I can attest to this, as I am very fortunate to be owned by one brilliant Border Collie named Sky. In addition to clearly understanding most of what I say to him, even without intentional training ("Where's your little brother?" elicits a very directed search for my young Papillon Lazer), Sky has made attempts to talk in what he undoubtedly considers to be human language. The first time, I was sitting at my desk intensely working on a paper due that afternoon. Sky, who had been keeping me company in my office all day, approached me, intently staring at my face. I thought he just wanted a scritch, and started to oblige, when he clearly said, "ma-ree-ma-roo-ma-RO-RO". I laughed at his cuteness, surprised because he had never vocalized like that before. He continued to stare at me intently, and very deliberately said the same phrase louder. "MA-REE-MA-ROO-MA-RO-RO." Dumbfounded, I continued to stroke his head, and then found out the hard way that I had been sitting at my desk for six straight hours and he needed to go OUT. NOW.

My interpretation of this event is completely unscientific, of course, although the consequences of my initial confusion and inaction were quite clear.
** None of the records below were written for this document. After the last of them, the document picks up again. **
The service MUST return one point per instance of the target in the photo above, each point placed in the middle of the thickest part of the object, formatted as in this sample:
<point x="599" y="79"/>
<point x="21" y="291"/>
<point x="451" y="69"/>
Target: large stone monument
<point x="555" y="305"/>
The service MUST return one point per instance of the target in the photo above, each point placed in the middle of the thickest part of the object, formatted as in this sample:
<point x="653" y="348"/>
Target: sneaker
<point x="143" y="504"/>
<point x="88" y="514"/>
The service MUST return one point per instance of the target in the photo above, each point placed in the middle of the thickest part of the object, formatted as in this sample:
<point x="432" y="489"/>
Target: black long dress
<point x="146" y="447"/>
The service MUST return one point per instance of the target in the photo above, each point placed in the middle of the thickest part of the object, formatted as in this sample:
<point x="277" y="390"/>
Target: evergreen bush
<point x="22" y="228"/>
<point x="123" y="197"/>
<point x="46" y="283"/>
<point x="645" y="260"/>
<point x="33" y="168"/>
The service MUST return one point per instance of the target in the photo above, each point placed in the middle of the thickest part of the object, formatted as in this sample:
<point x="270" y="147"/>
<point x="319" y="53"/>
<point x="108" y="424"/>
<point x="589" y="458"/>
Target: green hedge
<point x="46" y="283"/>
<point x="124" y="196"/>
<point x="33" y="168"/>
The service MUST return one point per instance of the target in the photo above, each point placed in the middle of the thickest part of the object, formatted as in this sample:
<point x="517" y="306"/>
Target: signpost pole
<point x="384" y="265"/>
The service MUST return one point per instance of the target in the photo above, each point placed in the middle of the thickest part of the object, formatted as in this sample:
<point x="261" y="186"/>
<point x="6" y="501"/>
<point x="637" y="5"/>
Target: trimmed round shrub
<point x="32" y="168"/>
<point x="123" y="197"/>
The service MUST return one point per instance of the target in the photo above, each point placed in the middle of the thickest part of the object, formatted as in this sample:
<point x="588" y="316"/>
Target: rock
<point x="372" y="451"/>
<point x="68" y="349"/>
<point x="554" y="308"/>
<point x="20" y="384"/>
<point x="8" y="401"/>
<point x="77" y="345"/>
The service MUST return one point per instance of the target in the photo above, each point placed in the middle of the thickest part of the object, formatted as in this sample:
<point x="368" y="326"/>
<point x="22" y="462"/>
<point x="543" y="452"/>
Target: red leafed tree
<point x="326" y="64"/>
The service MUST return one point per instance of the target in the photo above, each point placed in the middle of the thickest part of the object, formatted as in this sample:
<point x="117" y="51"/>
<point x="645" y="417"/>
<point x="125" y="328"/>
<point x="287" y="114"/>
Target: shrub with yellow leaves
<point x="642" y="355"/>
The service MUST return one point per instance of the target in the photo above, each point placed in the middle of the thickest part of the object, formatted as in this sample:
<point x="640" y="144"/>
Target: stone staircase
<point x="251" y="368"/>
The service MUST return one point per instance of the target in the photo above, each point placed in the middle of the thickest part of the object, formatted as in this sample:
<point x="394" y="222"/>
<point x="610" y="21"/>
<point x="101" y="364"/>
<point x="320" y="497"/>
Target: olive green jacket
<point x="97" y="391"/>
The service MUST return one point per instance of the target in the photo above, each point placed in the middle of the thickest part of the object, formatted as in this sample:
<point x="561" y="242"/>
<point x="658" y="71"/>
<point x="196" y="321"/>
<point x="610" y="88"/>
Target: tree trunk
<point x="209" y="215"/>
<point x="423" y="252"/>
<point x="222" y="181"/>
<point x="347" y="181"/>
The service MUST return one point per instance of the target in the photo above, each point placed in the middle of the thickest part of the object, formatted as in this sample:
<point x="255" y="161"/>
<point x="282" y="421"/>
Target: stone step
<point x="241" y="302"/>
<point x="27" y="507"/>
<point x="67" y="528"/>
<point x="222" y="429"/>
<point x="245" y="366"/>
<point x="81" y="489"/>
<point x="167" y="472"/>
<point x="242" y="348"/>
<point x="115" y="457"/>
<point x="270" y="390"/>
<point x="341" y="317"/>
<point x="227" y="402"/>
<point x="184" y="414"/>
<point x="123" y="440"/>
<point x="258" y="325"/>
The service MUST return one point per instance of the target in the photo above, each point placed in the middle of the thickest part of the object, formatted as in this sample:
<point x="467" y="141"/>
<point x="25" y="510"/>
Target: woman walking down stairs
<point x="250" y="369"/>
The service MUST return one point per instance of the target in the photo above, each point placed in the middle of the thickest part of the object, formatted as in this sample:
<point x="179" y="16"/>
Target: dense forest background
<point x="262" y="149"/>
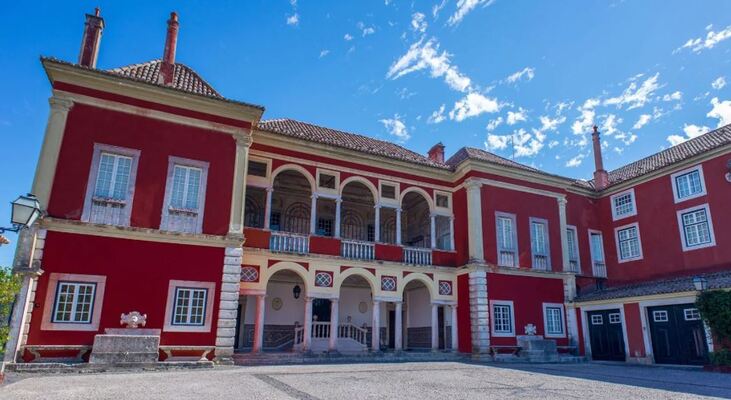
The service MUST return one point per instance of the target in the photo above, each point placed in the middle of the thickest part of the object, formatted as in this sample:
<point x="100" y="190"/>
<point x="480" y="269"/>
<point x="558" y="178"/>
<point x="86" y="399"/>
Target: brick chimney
<point x="167" y="68"/>
<point x="90" y="42"/>
<point x="436" y="153"/>
<point x="601" y="177"/>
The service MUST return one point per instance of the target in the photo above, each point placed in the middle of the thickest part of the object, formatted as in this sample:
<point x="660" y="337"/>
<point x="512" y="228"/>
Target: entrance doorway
<point x="605" y="331"/>
<point x="678" y="335"/>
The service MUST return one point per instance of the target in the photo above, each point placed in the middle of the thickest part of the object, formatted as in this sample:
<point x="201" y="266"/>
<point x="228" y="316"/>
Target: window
<point x="696" y="228"/>
<point x="74" y="302"/>
<point x="623" y="204"/>
<point x="110" y="189"/>
<point x="539" y="244"/>
<point x="507" y="240"/>
<point x="502" y="318"/>
<point x="190" y="306"/>
<point x="257" y="168"/>
<point x="185" y="193"/>
<point x="599" y="267"/>
<point x="628" y="243"/>
<point x="688" y="184"/>
<point x="553" y="320"/>
<point x="573" y="243"/>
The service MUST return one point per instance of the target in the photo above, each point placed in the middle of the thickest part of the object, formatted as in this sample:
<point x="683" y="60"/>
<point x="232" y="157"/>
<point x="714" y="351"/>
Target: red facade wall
<point x="157" y="140"/>
<point x="137" y="273"/>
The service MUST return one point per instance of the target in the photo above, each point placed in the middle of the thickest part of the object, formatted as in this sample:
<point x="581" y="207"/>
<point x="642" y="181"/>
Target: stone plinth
<point x="537" y="349"/>
<point x="126" y="346"/>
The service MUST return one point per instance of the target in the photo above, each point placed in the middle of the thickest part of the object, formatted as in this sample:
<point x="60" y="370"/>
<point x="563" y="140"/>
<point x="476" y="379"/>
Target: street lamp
<point x="25" y="211"/>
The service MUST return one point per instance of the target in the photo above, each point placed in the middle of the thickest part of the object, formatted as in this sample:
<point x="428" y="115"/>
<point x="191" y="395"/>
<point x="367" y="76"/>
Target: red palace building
<point x="235" y="234"/>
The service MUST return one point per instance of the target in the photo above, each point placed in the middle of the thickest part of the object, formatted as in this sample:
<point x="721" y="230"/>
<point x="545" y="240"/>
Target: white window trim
<point x="543" y="221"/>
<point x="639" y="242"/>
<point x="48" y="324"/>
<point x="515" y="237"/>
<point x="545" y="320"/>
<point x="100" y="148"/>
<point x="703" y="192"/>
<point x="492" y="319"/>
<point x="184" y="162"/>
<point x="616" y="217"/>
<point x="710" y="227"/>
<point x="578" y="252"/>
<point x="170" y="306"/>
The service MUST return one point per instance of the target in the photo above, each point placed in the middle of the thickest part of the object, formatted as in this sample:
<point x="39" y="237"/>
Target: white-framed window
<point x="540" y="249"/>
<point x="553" y="321"/>
<point x="573" y="242"/>
<point x="623" y="204"/>
<point x="503" y="318"/>
<point x="596" y="247"/>
<point x="73" y="302"/>
<point x="507" y="239"/>
<point x="629" y="245"/>
<point x="189" y="306"/>
<point x="111" y="184"/>
<point x="688" y="184"/>
<point x="696" y="228"/>
<point x="185" y="194"/>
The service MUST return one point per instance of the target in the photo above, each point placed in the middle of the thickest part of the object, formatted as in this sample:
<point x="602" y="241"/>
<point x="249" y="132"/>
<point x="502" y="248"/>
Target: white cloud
<point x="720" y="110"/>
<point x="576" y="161"/>
<point x="418" y="22"/>
<point x="494" y="123"/>
<point x="293" y="19"/>
<point x="437" y="116"/>
<point x="515" y="117"/>
<point x="636" y="96"/>
<point x="396" y="127"/>
<point x="464" y="7"/>
<point x="712" y="39"/>
<point x="719" y="83"/>
<point x="526" y="72"/>
<point x="425" y="55"/>
<point x="642" y="121"/>
<point x="472" y="105"/>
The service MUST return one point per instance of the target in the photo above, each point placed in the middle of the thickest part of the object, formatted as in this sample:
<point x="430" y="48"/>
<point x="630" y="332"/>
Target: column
<point x="451" y="233"/>
<point x="313" y="214"/>
<point x="268" y="208"/>
<point x="398" y="329"/>
<point x="259" y="324"/>
<point x="474" y="220"/>
<point x="564" y="234"/>
<point x="455" y="332"/>
<point x="338" y="207"/>
<point x="238" y="195"/>
<point x="376" y="330"/>
<point x="434" y="327"/>
<point x="377" y="223"/>
<point x="334" y="322"/>
<point x="433" y="231"/>
<point x="307" y="340"/>
<point x="50" y="149"/>
<point x="398" y="227"/>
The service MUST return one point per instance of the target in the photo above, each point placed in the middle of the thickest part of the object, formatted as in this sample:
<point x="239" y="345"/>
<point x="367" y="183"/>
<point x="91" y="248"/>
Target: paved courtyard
<point x="423" y="381"/>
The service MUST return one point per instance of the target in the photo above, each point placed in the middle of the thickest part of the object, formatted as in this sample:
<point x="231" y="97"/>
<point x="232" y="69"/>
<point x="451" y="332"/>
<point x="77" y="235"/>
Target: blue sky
<point x="525" y="79"/>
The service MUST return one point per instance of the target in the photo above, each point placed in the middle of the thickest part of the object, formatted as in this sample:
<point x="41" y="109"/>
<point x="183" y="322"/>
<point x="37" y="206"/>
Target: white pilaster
<point x="474" y="220"/>
<point x="334" y="322"/>
<point x="259" y="324"/>
<point x="376" y="330"/>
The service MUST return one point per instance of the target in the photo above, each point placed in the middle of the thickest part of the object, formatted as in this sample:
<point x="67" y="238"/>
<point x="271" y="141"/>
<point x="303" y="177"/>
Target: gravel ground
<point x="423" y="381"/>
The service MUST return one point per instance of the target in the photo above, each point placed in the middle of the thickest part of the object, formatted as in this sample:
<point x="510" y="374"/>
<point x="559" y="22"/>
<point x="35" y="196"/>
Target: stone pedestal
<point x="537" y="349"/>
<point x="126" y="346"/>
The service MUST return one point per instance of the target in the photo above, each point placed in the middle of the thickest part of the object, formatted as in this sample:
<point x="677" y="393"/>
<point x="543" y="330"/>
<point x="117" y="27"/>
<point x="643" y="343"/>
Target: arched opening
<point x="415" y="221"/>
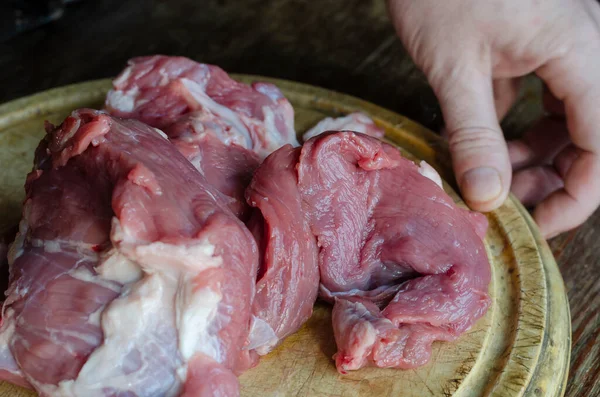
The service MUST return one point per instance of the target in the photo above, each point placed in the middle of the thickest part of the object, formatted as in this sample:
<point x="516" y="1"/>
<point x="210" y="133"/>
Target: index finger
<point x="575" y="79"/>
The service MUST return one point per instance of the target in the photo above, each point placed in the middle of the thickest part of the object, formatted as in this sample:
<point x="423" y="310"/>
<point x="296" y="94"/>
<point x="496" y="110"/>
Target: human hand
<point x="473" y="53"/>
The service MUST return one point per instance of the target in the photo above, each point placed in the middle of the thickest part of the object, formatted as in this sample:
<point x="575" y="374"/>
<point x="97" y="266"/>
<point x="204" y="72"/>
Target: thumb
<point x="479" y="152"/>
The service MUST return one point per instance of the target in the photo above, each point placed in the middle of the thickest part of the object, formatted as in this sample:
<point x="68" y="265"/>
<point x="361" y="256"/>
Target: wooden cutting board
<point x="520" y="348"/>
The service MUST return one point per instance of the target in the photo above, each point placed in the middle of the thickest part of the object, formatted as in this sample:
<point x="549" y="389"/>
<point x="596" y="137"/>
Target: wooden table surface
<point x="344" y="45"/>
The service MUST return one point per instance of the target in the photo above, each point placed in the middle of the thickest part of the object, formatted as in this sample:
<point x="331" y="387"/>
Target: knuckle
<point x="475" y="139"/>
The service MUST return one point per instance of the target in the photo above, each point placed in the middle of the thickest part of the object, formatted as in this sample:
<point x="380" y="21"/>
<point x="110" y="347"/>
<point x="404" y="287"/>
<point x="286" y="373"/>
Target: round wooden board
<point x="520" y="348"/>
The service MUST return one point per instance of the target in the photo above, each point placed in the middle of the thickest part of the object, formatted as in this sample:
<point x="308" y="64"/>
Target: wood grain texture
<point x="520" y="348"/>
<point x="345" y="45"/>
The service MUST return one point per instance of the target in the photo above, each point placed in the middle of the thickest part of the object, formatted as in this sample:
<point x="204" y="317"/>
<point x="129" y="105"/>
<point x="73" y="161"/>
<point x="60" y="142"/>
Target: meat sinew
<point x="355" y="122"/>
<point x="222" y="126"/>
<point x="128" y="275"/>
<point x="402" y="263"/>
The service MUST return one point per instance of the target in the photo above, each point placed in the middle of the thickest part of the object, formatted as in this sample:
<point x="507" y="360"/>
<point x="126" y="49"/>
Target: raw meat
<point x="403" y="265"/>
<point x="129" y="277"/>
<point x="225" y="128"/>
<point x="207" y="115"/>
<point x="288" y="279"/>
<point x="355" y="122"/>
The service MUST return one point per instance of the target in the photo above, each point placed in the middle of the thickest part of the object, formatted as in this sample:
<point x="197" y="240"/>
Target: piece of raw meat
<point x="403" y="265"/>
<point x="207" y="115"/>
<point x="159" y="90"/>
<point x="129" y="277"/>
<point x="355" y="122"/>
<point x="288" y="279"/>
<point x="225" y="128"/>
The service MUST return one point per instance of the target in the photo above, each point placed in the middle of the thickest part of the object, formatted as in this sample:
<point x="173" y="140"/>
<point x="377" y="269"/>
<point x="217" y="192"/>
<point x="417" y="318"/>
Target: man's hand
<point x="473" y="53"/>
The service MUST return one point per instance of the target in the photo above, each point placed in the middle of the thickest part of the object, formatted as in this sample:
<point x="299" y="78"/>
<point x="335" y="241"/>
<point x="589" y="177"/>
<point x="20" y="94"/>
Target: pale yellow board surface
<point x="520" y="348"/>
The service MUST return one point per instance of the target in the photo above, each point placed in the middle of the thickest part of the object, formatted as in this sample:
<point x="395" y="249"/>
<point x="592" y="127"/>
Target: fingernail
<point x="481" y="185"/>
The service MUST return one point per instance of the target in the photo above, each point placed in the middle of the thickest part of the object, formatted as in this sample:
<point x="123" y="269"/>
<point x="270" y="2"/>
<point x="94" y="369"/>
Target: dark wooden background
<point x="345" y="45"/>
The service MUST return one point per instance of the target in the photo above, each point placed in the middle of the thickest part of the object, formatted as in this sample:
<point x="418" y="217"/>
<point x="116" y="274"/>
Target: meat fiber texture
<point x="403" y="265"/>
<point x="129" y="276"/>
<point x="225" y="128"/>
However, over the five years Sky and I have lived together, I have heard that exact phrase a number of times, with the same intent. Sky has now trained me to respond appropriately. He will also plop his head in my lap and issue an "oomph" sound, which I now know means that the baby Papillon has done something annoying, usually stealing the toy that Sky was chewing on. It is a request for intervention, as he has gotten in trouble for correcting the puppy himself (the puppy definitely deserves correction; but Sky is six times the size of Lazer, and I don't want Lazer to unwittingly commit Suicide By Border Collie). Sky has become quite adept at communicating his needs to me, creating his own "language" simple enough for even a human to understand.

Sky is also our main test pilot for the FIDO (Facilitating Interactions for Dogs with Occupations) project at Georgia Tech. Funded by the National Science Foundation, with my colleagues Thad Starner, Clint Zeagler, and a host of talented students, we are exploring wearable interaction technology for working dogs. A guide dog can pull a tab on his harness that sends an auditory message to his handler, "we need to go around something." A hearing dog can bite a sensor on his service dog vest that sends the message "tornado siren!" to his handler's head-mounted display. A search-and-rescue dog can tug a device hanging on his collar to let his handler know that he has found the person he was looking for, geo-locating via a GPS and sending a map to the medical team standing by. There are so many more useful and possibly even life-saving applications for working dogs who can share information with their handlers. Sky is a critical member of our research team, and he loves his job.

With new understanding, dolphins, dogs, and other species may someday soon be able to clearly communicate to humans, and we may be able to communicate clearly back, in common languages that we create together. Technology will catalyze and facilitate this exchange. Now, if you'll excuse me, Sky just said, "MA-REE-MA-ROO-MA-RO-RO," and we all know what that means.